Sri Ramana Maharshi, dal discorso 81
Il dottor Bernard Bey, un chimico americano che negli ultimi vent’anni s’è interessato al Vedanta, è venuto in India a trovare il Maestro. Chiede: “Come si deve praticare abhyasa (la concentrazione della mente su un solo punto)? Sto cercando di trovare la Luce”.
M. – Qual è stato il vostro abhyasa finora?
D. – Mi concentro sulla base del naso, ma la mente continua a vagare.
M. – Esiste la mente?
Un altro devoto: “La mente è solo un aggregato di pensieri”.
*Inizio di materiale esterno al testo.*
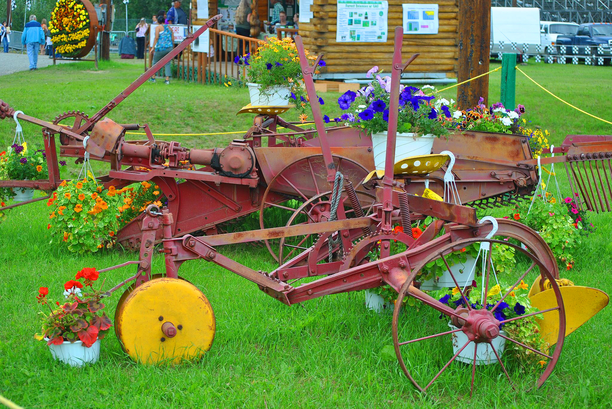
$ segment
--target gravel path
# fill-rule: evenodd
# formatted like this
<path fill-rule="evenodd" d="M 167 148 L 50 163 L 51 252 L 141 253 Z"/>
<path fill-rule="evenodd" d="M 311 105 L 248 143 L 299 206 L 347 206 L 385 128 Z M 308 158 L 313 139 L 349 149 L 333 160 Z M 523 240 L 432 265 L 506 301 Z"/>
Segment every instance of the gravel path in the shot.
<path fill-rule="evenodd" d="M 57 60 L 58 64 L 67 62 L 75 62 Z M 48 56 L 39 56 L 38 68 L 43 68 L 53 64 L 53 60 L 50 59 Z M 12 74 L 19 71 L 28 71 L 29 69 L 29 66 L 30 63 L 28 60 L 28 54 L 25 53 L 23 54 L 17 54 L 14 52 L 0 53 L 0 75 Z"/>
M. – A chi vengono i pensieri? Se cercate di localizzare la mente, essa svanirà e resterà soltanto il Sé. Ed essendo solo, come si può parlare di concentrazione su un punto o altro?
D. – È difficile capire! Se viene insegnato qualcosa di concreto, si può capire facilmente. Japa, dhyana, ecc. sono più concreti.
M. – ‘Chi sono Io?’ è il japa migliore. Cosa potrebbe essere più concreto del Sé, che in ogni momento è alla portata dell’esperienza di tutti? Perché cercare d’afferrare qualcosa di esterno, tralasciando il Sé? Che ognuno cerchi di scoprire il Sé conosciuto, invece di cercare qualcosa di sconosciuto al di fuori.
D. – Dove devo meditare sull’Atman? Su quale parte del corpo mi devo concentrare?
M. – Il Sé deve manifestarsi. Questo è quanto è necessario.
D. – Come distogliere la mente dal mondo?
M. – Esiste il mondo? Intendo dire, esiste separato dal Sé? Forse il mondo dice di esistere? Siete voi a dire che il mondo esiste. Scoprite il Sé che dice ciò.